若年層にウケる国民民主党 デジタル戦略を専門家が分析 予測通り議席数の大幅増なるか

2024年10月25日 05:30

社会

若年層にウケる国民民主党 デジタル戦略を専門家が分析 予測通り議席数の大幅増なるか
玉木雄一郎代表が出演する国民民主党のショート動画(YouTubeから)
 27日投開票の衆院選では、各党や候補者が交流サイト(SNS)向けに街頭演説や政策などを数十秒にまとめた「ショート動画」による支持獲得に力を入れている。時間対効果を意味する「タイムパフォーマンス(タイパ)」を重視する風潮を踏まえ、SNSを頻繁に使う若年層に浸透を図る戦略だ。
 自民党は石破茂首相による福島県いわき市での第一声を素材に60秒の動画を公開。立憲民主党は野田佳彦代表の30秒動画を作成。ほかに、野田氏にさまざまな質問を投げるQ&A方式の動画もアップ。公明党は党のゆるキャラ「コメ助」がラップに合わせ踊る動画。国民民主党は玉木雄一郎代表が選挙活動の合間の移動中などに、フランクに政策や手応えを語る動画を随時制作している。

 政治と行政のデジタル戦略を調査・分析する「ネットコミュニケーション研究所」の中村佳美代表(32)はこうした動きに「SNSが国民の生活ツールとして根付いた。政治の現場も対応していかないと票を伸ばせない」と分析。一方、短くまとめたり切り抜いた動画は「情報が切り取られイメージ先行となったり、フェイクニュースにつながる。また、冷静な議論より過激な意見が注目される」と警鐘を鳴らす。
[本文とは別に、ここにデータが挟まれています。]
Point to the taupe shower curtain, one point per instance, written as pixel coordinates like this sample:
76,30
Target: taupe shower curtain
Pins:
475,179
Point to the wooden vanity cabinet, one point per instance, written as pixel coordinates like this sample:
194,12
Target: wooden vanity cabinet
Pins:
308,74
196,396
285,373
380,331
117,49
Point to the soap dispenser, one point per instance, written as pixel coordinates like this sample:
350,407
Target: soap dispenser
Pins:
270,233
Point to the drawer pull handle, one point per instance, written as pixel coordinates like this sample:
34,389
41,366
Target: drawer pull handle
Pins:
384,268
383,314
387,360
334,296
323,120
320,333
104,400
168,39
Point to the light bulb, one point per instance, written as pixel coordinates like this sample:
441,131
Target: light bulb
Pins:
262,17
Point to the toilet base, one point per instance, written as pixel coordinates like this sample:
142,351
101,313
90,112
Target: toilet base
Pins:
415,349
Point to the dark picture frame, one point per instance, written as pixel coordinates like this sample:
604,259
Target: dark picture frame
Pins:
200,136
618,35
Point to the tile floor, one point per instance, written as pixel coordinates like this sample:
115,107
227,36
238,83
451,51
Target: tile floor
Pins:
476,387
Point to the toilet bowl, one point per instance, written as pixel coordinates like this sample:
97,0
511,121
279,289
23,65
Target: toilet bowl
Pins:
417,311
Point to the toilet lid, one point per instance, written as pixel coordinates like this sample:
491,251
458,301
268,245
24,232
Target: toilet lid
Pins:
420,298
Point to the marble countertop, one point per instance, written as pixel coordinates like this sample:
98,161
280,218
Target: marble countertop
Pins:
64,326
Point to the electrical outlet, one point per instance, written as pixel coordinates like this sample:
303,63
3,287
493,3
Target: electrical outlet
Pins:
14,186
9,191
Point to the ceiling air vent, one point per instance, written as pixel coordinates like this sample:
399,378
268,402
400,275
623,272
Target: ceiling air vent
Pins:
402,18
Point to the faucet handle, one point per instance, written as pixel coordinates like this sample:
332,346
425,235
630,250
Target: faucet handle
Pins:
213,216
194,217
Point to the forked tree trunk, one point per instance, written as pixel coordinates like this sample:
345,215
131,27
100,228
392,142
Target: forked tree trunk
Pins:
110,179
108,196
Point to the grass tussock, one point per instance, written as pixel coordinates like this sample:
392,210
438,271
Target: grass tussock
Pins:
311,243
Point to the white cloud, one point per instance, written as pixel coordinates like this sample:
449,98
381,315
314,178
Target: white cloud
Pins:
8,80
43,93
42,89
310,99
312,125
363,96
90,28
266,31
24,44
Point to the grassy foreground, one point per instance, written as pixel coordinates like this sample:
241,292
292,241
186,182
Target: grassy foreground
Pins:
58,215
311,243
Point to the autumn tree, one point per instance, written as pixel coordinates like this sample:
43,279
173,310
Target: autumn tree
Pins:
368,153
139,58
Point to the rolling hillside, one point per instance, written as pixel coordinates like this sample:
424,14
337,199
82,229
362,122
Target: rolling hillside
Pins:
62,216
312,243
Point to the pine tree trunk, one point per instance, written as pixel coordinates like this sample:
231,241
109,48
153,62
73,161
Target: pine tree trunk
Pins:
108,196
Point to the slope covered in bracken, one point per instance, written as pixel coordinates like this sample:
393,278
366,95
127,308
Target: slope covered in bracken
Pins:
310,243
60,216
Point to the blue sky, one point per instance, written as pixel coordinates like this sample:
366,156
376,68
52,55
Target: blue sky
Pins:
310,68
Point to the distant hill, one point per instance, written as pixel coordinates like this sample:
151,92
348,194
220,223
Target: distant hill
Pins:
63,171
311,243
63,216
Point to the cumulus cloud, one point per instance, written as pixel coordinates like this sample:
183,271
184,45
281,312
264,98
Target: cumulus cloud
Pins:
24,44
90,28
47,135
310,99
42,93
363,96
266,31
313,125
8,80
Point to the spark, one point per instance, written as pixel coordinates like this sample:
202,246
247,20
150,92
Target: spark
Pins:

 ショート動画は、2018年ごろから動画アプリ「TikTok」の流行とともに若者の間で人気が定着。今年7月の東京都知事選では石丸伸二氏の陣営が積極活用。数十秒に切り抜いた動画をSNSなどで拡散させ、若者を中心に支持を拡大させた。一方、活動範囲の狭い小選挙区制の衆院選では効果を疑問視する声もある。

 各党の動画については「自民は演説だけだが、立民は野田さんのQ&A方式。カジュアルで人柄が分かる方が閲覧数が伸びる傾向にある」と立民に軍配。デジタル戦略にたけているのは国民民主。早くから玉木氏がSNSで発信をしており「ショート動画だけでなくYouTube生配信の視聴数も高い。玉木氏のフォロワー数の伸びも高い」と分析した。

 各種情勢調査では国民民主は議席数の大幅増が予測され、裏金問題もある自民は苦戦。デジタル戦略とのリンクに、中村さんは「ネットとリアルの距離が狭まっている」と指摘した。